A health care algorithm used in hospitals across the U.S. has been discriminating against black patients, according to new research. The study found that the algorithm consistently prioritized less-sick white patients and screened out black patients from a program meant to help people who need more intensive care.
Predictive algorithms have found their way into many areas of society, including health care. But plenty of research has shown these AIs can have the same sort of biases that their creators do, despite being designed to be “neutral.” These biases exist even in medicine, where systematic racial and gender discrimination toward patients remains commonplace.
According to the authors behind the new paper, though, researchers have rarely had the opportunity to study up close how and why bias can creep into these algorithms. Many algorithms are proprietary, meaning the exact details of how they were programmed—including the sources of data used to train them—are off-limits to independent scientists. That didn’t turn out to be the case in this study, published Thursday in Science.
The authors looked at data from an algorithm developed by the company Optum that’s widely used in hospitals and health care centers, including the hospital where some of the authors worked.
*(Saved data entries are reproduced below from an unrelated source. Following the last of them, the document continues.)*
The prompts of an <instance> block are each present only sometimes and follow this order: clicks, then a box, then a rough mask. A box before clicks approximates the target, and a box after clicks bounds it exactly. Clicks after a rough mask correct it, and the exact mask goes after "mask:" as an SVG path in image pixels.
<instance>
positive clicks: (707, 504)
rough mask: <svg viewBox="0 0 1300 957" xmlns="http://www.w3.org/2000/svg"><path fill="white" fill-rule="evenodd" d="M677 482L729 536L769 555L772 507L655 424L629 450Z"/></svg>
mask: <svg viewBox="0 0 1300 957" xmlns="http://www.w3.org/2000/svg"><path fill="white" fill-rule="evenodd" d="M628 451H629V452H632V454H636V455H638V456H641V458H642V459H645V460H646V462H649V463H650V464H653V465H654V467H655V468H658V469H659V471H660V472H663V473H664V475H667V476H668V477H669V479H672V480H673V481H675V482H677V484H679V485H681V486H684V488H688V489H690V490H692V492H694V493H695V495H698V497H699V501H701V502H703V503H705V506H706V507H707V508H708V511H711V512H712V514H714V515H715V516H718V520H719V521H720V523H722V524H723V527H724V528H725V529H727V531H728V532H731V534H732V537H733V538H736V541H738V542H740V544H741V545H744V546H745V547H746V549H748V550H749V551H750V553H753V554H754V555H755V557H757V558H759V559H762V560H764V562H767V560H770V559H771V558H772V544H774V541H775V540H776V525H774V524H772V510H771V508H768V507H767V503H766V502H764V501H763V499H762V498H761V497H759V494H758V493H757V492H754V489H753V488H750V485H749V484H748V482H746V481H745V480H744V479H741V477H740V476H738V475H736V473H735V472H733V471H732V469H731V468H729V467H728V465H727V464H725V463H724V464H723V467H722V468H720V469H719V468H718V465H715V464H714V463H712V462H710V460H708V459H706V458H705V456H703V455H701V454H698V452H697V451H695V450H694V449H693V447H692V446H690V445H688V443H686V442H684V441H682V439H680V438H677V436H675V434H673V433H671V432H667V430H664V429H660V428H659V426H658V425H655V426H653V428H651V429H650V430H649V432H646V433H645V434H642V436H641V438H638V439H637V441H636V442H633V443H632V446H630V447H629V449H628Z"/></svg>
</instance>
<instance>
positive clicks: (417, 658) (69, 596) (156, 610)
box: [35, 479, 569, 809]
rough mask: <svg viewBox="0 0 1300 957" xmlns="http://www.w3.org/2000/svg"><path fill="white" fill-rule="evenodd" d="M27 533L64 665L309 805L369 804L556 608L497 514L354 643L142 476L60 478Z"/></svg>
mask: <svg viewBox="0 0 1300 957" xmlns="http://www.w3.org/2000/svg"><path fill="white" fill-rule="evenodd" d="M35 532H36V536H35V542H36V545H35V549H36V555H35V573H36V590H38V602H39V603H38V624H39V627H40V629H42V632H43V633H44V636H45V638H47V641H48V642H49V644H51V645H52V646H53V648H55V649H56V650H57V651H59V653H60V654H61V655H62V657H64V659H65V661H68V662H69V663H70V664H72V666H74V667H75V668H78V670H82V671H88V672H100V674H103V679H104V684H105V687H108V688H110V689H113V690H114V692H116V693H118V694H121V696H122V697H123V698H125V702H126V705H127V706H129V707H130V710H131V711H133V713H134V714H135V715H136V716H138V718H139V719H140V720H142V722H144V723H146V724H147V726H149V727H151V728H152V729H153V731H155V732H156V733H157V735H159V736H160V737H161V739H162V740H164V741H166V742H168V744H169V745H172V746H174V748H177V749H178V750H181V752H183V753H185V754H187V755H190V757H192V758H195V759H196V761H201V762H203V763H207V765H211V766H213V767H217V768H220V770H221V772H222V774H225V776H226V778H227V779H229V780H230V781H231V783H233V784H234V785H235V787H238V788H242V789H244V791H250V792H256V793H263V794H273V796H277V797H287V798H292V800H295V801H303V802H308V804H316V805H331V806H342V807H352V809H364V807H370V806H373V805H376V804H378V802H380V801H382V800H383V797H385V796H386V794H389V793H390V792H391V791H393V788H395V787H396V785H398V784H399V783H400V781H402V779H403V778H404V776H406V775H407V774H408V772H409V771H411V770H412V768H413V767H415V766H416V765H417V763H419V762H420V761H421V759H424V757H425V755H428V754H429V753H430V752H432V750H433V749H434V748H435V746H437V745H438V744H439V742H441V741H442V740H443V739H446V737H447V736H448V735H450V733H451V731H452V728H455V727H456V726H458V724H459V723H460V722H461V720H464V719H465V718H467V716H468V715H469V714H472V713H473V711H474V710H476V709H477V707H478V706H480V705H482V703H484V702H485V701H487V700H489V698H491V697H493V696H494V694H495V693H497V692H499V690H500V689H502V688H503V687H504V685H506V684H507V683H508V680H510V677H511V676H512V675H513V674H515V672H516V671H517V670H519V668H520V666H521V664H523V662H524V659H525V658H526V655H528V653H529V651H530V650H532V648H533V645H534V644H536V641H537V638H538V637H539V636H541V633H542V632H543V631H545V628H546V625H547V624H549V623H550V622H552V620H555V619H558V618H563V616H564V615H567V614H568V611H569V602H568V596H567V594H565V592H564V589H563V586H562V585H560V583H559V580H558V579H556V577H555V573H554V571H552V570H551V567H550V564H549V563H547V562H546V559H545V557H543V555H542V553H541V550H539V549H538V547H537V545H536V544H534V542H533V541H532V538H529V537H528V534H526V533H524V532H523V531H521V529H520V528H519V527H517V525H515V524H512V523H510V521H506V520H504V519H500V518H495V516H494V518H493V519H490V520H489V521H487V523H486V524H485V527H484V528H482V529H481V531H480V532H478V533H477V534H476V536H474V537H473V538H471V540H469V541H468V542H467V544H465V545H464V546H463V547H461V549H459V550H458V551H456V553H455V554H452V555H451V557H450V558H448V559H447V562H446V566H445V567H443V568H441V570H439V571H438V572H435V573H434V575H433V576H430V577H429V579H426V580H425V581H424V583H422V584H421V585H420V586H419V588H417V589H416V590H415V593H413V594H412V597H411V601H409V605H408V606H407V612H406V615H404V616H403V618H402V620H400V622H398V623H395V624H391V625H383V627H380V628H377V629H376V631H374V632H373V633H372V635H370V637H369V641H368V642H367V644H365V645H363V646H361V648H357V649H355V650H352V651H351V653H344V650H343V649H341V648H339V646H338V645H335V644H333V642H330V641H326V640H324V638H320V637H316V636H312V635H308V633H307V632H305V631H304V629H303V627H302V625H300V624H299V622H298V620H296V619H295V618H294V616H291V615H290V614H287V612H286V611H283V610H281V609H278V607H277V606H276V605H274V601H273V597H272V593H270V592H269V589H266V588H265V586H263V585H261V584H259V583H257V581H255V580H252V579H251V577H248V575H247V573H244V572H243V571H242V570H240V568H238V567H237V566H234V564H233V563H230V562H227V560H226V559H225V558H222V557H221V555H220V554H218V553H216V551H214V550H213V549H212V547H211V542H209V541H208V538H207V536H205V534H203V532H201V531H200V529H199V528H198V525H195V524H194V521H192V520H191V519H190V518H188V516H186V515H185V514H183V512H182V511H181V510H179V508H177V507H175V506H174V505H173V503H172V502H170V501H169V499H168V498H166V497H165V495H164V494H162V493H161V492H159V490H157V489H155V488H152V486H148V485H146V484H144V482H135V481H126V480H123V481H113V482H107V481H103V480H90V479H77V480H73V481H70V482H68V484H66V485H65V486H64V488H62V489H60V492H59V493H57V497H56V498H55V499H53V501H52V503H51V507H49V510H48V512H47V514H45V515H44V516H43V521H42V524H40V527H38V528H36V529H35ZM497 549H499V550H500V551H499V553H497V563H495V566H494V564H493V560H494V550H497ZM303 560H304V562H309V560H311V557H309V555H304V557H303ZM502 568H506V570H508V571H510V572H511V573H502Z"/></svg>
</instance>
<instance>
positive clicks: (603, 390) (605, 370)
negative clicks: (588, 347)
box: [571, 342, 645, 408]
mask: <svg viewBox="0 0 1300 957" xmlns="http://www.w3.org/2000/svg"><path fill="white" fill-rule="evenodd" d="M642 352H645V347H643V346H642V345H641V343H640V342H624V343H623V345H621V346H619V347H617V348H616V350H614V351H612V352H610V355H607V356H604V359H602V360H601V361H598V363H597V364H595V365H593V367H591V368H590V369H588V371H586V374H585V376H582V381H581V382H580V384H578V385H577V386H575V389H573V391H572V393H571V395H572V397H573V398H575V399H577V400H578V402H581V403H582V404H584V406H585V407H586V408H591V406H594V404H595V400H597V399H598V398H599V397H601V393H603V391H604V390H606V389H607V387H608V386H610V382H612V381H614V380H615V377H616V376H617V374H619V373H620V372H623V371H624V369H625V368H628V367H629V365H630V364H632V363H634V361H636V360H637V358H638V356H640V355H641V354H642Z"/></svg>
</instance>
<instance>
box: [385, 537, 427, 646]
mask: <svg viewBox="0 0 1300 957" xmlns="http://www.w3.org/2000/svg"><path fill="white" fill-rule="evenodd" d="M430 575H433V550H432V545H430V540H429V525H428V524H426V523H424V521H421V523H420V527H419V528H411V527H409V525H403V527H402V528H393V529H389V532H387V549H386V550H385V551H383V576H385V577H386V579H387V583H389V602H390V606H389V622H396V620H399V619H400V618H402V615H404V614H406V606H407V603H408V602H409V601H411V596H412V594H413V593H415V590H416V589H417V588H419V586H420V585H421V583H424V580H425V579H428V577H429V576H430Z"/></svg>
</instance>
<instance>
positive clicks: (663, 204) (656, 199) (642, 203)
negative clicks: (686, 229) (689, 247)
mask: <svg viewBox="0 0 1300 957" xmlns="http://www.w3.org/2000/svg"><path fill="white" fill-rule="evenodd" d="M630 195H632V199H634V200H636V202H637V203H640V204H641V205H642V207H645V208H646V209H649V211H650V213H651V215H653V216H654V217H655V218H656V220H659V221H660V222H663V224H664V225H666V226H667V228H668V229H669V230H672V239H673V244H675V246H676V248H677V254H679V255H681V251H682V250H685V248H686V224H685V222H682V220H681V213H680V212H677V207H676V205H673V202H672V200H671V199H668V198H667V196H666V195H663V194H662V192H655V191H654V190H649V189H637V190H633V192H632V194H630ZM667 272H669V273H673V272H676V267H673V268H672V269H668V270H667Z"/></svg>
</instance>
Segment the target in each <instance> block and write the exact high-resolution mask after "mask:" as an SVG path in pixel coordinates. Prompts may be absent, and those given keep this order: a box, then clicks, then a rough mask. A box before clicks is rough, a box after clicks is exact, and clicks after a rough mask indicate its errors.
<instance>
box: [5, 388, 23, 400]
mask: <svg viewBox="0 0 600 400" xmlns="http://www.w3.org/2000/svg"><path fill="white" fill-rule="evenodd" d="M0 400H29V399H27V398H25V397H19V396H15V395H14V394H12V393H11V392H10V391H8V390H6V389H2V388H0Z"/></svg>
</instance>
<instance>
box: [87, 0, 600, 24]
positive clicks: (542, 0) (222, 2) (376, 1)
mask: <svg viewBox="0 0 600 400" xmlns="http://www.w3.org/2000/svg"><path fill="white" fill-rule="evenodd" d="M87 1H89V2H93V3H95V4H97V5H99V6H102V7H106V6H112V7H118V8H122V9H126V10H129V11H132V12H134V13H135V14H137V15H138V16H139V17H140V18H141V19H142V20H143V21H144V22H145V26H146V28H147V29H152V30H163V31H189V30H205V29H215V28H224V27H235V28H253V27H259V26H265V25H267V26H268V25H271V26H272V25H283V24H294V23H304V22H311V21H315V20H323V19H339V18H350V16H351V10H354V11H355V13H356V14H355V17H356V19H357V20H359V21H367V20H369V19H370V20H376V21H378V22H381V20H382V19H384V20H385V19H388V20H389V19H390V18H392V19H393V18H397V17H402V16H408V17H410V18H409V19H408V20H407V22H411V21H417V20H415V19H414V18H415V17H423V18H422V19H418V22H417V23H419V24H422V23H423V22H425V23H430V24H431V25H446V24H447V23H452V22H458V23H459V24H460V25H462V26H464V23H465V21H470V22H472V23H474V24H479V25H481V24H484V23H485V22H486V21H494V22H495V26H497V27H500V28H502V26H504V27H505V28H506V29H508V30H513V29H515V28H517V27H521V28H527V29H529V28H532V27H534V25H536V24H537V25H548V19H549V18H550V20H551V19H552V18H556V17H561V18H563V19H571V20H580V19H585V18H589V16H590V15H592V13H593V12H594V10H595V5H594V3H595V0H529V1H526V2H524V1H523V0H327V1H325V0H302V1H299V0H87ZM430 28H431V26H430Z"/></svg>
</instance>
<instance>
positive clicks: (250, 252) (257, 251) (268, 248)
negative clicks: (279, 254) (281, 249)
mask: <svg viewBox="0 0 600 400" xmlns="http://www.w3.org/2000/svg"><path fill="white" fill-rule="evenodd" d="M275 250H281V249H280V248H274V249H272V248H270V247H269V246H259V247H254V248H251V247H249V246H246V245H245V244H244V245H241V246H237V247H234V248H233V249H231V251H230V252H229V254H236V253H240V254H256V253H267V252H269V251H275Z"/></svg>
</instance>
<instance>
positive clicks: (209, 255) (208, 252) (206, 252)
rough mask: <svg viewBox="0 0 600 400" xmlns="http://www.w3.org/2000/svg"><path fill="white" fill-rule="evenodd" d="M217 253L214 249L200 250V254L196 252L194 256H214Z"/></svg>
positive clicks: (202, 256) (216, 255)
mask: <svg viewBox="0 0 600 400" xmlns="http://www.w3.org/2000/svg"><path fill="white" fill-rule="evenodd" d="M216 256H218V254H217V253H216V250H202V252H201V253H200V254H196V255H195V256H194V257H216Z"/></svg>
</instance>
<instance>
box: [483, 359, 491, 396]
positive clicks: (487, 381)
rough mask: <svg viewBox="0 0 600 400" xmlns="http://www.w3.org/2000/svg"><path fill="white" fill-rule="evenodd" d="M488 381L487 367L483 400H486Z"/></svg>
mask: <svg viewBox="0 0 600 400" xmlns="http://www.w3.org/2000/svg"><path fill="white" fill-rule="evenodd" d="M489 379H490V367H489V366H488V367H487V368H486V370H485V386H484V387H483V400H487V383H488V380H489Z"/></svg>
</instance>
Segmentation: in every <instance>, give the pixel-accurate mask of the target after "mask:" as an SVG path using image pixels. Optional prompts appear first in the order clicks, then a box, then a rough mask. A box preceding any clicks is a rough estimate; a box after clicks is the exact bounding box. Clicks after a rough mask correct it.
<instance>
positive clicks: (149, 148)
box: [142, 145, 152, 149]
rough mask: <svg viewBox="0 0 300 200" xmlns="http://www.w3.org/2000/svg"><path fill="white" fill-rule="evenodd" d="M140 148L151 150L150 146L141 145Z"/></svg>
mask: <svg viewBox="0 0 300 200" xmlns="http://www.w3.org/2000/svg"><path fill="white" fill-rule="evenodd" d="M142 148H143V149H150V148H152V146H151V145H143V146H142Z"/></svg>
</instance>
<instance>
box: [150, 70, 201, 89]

The AI was meant to weigh in on which patients would most benefit from access to a high-risk health care management program. Among other things, the program would allow these patients to have dedicated health care staff when sick and extra appointment slots to visit their doctor as outpatients. But when they compared the risk score generated by the AI to other measures of health in their real-life patients, such as how many chronic illnesses a patient had, black patients were consistently undervalued. Under the AI’s estimate, for instance, 18 percent of patients who deserved to be in these programs would be black; but the authors estimated that the real number should be closer to 47 percent.
“This is an extremely important study that indicates why we should not blindly trust AI to solve our most pressing social and societal problems,” Desmond Patton, a data scientist at Columbia University’s School of Social Work who isn’t unaffiliated with the new research, told Gizmodo.
The AI’s decision-making process was designed to be race-neutral. As the authors found out, though, the other assumptions it was programmed with biased it against black people. A key variable it studied was how much money had been spent on patients’ health care up until then, with those who had the most money spent being considered more in need of the program. But black patients don’t see the doctor or get medical care as much as white patients, often because they’re poorer. This is compounded by the fact that black patients are then typically sicker by the time they visit a hospital, because their chronic health problems had gone untreated.
“The bias arises because the algorithm predicts health care costs rather than illness, but unequal access to care means that we spend less money caring for Black patients than for White patients,” the authors wrote.
These disparities in medicine and elsewhere aren’t exactly a secret. But if an AI isn’t programmed to account for them or trained with lots of different groups of people, then they go ignored, according to Atul Butte, a researcher in biomedical informatics at the University of California San Francisco and chief data scientist for the University of California Health System.
“The analogy I have used in the past is that you or I probably would not be comfortable getting into a self-driving car trained only in Mountain View, California,” Butte, who was not involved in the new research, told Gizmodo. “So we really should be wary about medical algorithms trained with only a small population or in just one race or ethnicity.”
The findings, according to Jessie Tenenbaum, an assistant professor of biostatistics and bioinformatics at Duke University, also not involved in the new work, show why it’s important for outside scientists and companies to work together on improving algorithms once they enter the real world.
“I’m a fan of using AI where it can be helpful, but it’s going to be impossible to anticipate all of the ways these biases can creep in and affect results,” she said. “What’s important, then, is to think about how biased data could affect a given application, to check results for such bias, and as much as possible to use AI methods that enable explainability—understanding why an algorithm came to the conclusion it did.”
To that end, the authors of the current study told the Washington Post that they are already working with Optum to recalibrate the algorithm and that they hope other companies will have their AIs audited as well.
“It’s truly inconceivable to me that anyone else’s algorithm doesn’t suffer from this,” senior study author Sendhil Mullainathan, a professor of computation and behavioral science at the University of Chicago Booth School of Business, told the Washington Post. “I’m hopeful that this causes the entire industry to say, ‘Oh, my, we’ve got to fix this.’”
Regulatory agencies like the Food and Drug Administration should also proactively enforce better training of these algorithms and require transparent data-sharing from the companies that make them, Butte said.